Piggly Wiggly had sirloin steak for 89¢ a pound, okra for 29¢ a pound, and Luzianne coffee for 69¢ a pound. Big Apple had whole fryers  for 25¢ a pound, Bama apple jelly for 25¢ a jar, and Armour pork & beans for a dime a can. Kroger had T-bone steak for 99¢ a pound, White Lily Flour for 49¢ for a five-pound bag, and angel food cakes for 49¢ each. A&P had pork chops for 59¢ a pound, Double Cola for 89¢ a case plus deposit, and cabbage for a nickel a pound.  Couch’s had pork steak for 59¢ a pound, Georgia peaches for 15¢ a pound, and the ever-popular pork brains (beloved by pig zombies everywhere) for a quarter a pound.

The cinematic week began with War Wagon (starring John Wayne & Kirk Douglas) at the DeSoto Theatre and the West Rome Drive-In, and A Man for All Seasons (with Paul Scofield) at the First Avenue Theatre. The midweek switchout brought a double feature of The Absent Minded Professor and The Shaggy Dog (both starring Fred MacMurray) to the DeSoto Theatre and Devil’s Angels (starring John Cassavettes)  to the West Rome Drive-In, while A Man For All Seasons seemed destined to spend at least one full season at the First Avenue Theatre.

The Young Rascals took number one this week in 1967 with “Groovin’.” Other top ten hits included “Respect” by Aretha Franklin (#2); "She’d Rather Be With Me” by the Turtles (#3); “Release Me (And Let Me Love Again)” by Engelbert Humperdinck (#4); “Somebody to Love” by the Jefferson Airplane (#5); “Little Bit o’ Soul” by the Music Explosion (#6); “Windy” by the Association (#7); “All I Need” by the Temptations (#8); “I Got Rhythm” by the Happenings (#9); and “Mirage” by Tommy James & the Shondells (#10). 

Once again, the Monkees had two albums in the Top Ten Charts this week in 1967 (More of the Monkees at #4 and Headquarters at #6). This meant that the Monkees had two albums charting higher than Paul Revere & the Raiders’ Greatest Hits (#9) and Bob Dylan’s Greatest Hits (#10). People forget just what a pop powerhouse the Monkees were in their first two years!

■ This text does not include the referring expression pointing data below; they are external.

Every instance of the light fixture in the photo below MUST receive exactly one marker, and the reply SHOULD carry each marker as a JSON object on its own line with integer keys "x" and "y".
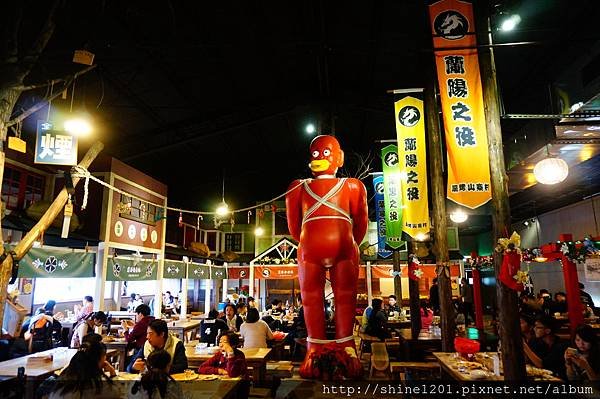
{"x": 310, "y": 128}
{"x": 510, "y": 23}
{"x": 78, "y": 127}
{"x": 459, "y": 216}
{"x": 551, "y": 171}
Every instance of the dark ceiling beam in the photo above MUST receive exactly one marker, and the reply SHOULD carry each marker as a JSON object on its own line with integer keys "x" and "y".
{"x": 131, "y": 96}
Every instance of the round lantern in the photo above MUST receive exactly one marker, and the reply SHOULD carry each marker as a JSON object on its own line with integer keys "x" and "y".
{"x": 551, "y": 171}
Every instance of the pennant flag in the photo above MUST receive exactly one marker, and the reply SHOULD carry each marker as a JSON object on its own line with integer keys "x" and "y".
{"x": 380, "y": 215}
{"x": 453, "y": 26}
{"x": 392, "y": 196}
{"x": 410, "y": 129}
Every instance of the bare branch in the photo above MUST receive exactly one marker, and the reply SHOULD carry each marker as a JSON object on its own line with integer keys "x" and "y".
{"x": 42, "y": 104}
{"x": 42, "y": 40}
{"x": 55, "y": 81}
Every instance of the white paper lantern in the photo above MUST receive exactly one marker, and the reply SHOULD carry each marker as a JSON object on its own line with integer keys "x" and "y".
{"x": 551, "y": 171}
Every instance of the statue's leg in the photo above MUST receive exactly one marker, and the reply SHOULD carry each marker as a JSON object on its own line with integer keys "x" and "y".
{"x": 312, "y": 283}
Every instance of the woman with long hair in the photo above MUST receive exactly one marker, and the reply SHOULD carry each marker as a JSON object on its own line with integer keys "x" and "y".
{"x": 85, "y": 374}
{"x": 156, "y": 382}
{"x": 583, "y": 361}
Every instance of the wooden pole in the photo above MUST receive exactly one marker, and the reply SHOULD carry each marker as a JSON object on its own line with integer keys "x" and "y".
{"x": 438, "y": 199}
{"x": 414, "y": 299}
{"x": 42, "y": 225}
{"x": 513, "y": 357}
{"x": 397, "y": 277}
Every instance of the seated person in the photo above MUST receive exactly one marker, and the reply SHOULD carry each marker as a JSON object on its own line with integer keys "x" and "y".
{"x": 546, "y": 350}
{"x": 582, "y": 362}
{"x": 136, "y": 335}
{"x": 157, "y": 378}
{"x": 158, "y": 337}
{"x": 254, "y": 331}
{"x": 376, "y": 326}
{"x": 229, "y": 361}
{"x": 233, "y": 320}
{"x": 86, "y": 326}
{"x": 212, "y": 327}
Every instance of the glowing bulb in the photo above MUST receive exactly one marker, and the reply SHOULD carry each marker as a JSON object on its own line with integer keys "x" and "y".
{"x": 222, "y": 209}
{"x": 458, "y": 216}
{"x": 78, "y": 127}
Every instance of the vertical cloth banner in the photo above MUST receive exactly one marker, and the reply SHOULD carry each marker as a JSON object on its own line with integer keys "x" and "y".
{"x": 410, "y": 129}
{"x": 453, "y": 26}
{"x": 380, "y": 215}
{"x": 392, "y": 196}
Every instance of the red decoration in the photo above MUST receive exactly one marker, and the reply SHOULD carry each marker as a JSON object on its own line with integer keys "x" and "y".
{"x": 329, "y": 238}
{"x": 511, "y": 264}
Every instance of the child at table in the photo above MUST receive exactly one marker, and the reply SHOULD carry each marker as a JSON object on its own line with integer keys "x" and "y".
{"x": 230, "y": 361}
{"x": 157, "y": 378}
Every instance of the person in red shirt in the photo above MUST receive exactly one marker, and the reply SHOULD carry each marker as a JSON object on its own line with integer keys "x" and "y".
{"x": 136, "y": 338}
{"x": 229, "y": 361}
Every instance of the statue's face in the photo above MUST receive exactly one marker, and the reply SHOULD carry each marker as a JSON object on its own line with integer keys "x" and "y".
{"x": 326, "y": 156}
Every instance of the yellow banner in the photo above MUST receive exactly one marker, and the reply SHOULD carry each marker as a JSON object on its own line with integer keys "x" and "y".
{"x": 410, "y": 128}
{"x": 453, "y": 26}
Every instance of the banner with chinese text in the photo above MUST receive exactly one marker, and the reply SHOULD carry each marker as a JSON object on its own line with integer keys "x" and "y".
{"x": 392, "y": 196}
{"x": 54, "y": 147}
{"x": 380, "y": 215}
{"x": 453, "y": 26}
{"x": 410, "y": 128}
{"x": 125, "y": 269}
{"x": 42, "y": 262}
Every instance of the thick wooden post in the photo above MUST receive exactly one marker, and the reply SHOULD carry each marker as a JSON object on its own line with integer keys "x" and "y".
{"x": 397, "y": 277}
{"x": 42, "y": 225}
{"x": 414, "y": 300}
{"x": 513, "y": 357}
{"x": 438, "y": 199}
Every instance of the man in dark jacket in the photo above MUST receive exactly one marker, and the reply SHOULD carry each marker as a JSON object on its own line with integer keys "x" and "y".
{"x": 136, "y": 338}
{"x": 158, "y": 337}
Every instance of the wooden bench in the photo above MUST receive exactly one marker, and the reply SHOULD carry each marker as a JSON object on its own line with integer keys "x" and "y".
{"x": 380, "y": 360}
{"x": 400, "y": 368}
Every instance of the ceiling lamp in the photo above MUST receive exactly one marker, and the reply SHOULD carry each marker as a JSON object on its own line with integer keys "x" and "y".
{"x": 551, "y": 171}
{"x": 459, "y": 216}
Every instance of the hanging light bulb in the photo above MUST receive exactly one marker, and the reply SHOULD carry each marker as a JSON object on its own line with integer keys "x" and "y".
{"x": 551, "y": 171}
{"x": 459, "y": 216}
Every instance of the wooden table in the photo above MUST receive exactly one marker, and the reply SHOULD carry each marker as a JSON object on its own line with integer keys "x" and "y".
{"x": 255, "y": 358}
{"x": 181, "y": 327}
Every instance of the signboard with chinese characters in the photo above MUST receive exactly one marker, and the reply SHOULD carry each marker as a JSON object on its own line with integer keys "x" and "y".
{"x": 380, "y": 215}
{"x": 42, "y": 262}
{"x": 392, "y": 196}
{"x": 410, "y": 128}
{"x": 453, "y": 28}
{"x": 54, "y": 147}
{"x": 125, "y": 269}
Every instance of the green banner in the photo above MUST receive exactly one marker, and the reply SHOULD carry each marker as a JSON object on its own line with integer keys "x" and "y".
{"x": 41, "y": 262}
{"x": 218, "y": 272}
{"x": 123, "y": 269}
{"x": 174, "y": 269}
{"x": 392, "y": 196}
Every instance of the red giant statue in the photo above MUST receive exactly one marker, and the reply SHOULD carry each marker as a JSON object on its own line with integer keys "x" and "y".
{"x": 329, "y": 217}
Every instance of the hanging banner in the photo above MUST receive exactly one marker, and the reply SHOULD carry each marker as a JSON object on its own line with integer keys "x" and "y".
{"x": 380, "y": 215}
{"x": 174, "y": 269}
{"x": 198, "y": 271}
{"x": 125, "y": 269}
{"x": 42, "y": 262}
{"x": 453, "y": 26}
{"x": 276, "y": 272}
{"x": 410, "y": 129}
{"x": 392, "y": 196}
{"x": 238, "y": 272}
{"x": 54, "y": 147}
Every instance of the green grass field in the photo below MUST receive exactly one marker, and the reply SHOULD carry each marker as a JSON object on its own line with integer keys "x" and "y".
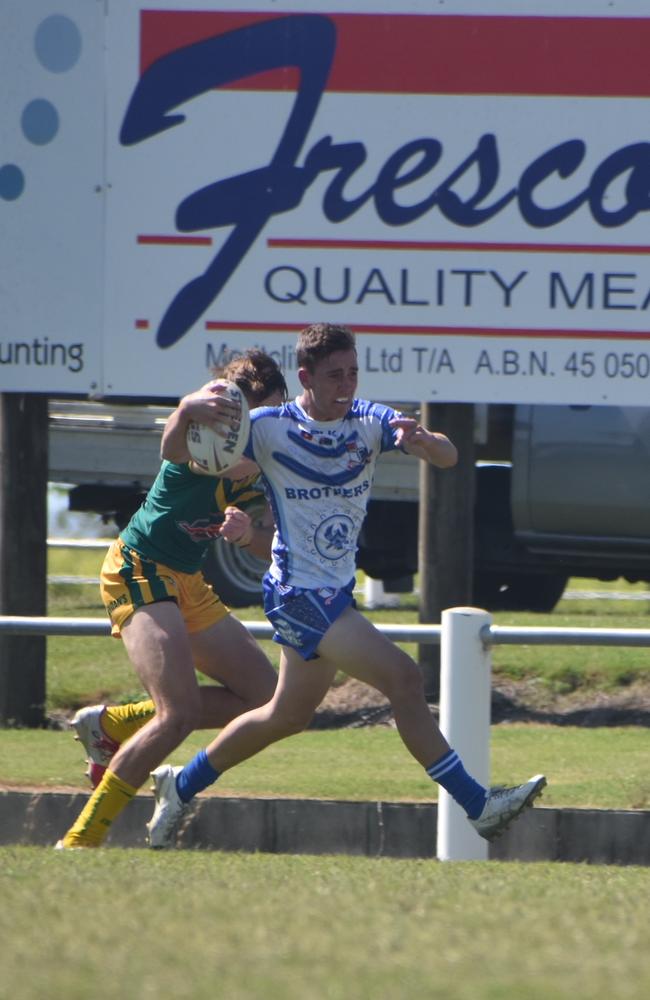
{"x": 598, "y": 768}
{"x": 198, "y": 925}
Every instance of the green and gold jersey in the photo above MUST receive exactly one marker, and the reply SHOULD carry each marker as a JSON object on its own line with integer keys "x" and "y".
{"x": 182, "y": 513}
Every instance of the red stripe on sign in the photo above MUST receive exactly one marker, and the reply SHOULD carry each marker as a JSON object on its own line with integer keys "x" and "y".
{"x": 444, "y": 54}
{"x": 316, "y": 244}
{"x": 450, "y": 331}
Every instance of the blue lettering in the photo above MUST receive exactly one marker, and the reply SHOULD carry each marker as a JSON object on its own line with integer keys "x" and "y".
{"x": 247, "y": 202}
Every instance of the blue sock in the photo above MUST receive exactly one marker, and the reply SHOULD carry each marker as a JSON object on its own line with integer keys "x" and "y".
{"x": 195, "y": 776}
{"x": 450, "y": 773}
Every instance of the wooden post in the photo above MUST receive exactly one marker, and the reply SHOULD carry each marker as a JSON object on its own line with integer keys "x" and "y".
{"x": 446, "y": 529}
{"x": 23, "y": 553}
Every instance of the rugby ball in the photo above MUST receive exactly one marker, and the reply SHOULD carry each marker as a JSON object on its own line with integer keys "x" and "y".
{"x": 212, "y": 453}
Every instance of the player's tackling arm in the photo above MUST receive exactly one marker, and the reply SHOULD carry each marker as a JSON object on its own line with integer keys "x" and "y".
{"x": 205, "y": 406}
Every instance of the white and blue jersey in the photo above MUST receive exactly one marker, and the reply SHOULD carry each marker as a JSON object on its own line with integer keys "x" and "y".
{"x": 317, "y": 478}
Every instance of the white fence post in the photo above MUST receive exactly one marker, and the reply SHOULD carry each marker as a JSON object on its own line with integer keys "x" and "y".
{"x": 465, "y": 694}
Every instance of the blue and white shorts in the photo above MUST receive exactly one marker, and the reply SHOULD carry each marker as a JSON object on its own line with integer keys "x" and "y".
{"x": 301, "y": 617}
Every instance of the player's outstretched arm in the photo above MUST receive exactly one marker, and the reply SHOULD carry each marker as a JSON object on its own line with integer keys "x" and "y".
{"x": 430, "y": 446}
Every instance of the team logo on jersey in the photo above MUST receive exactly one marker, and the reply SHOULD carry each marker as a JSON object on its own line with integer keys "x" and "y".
{"x": 334, "y": 537}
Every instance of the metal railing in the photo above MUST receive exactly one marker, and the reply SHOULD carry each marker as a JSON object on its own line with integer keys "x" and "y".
{"x": 466, "y": 637}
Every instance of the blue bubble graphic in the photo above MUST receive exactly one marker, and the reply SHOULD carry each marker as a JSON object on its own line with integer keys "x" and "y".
{"x": 57, "y": 43}
{"x": 12, "y": 182}
{"x": 40, "y": 121}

This was the week of the Monterey Pop Festival, which featured The Who, Simon & Garfunkel, Eric Burdon & the Animals, The Byrds, the Association, Jefferson Airplane, Big Brother & The Holding Company with Janis Joplin, Otis Redding, Booker T & The MGs, and Ravi Shankar—but it was Jimi Hendrix who became a rock star as a result of the Festival. It was here that he did his legendary bit of setting his guitar on fire, which made him a shock-rock sensation (yes, this was what passed for shock-rock in 1967!).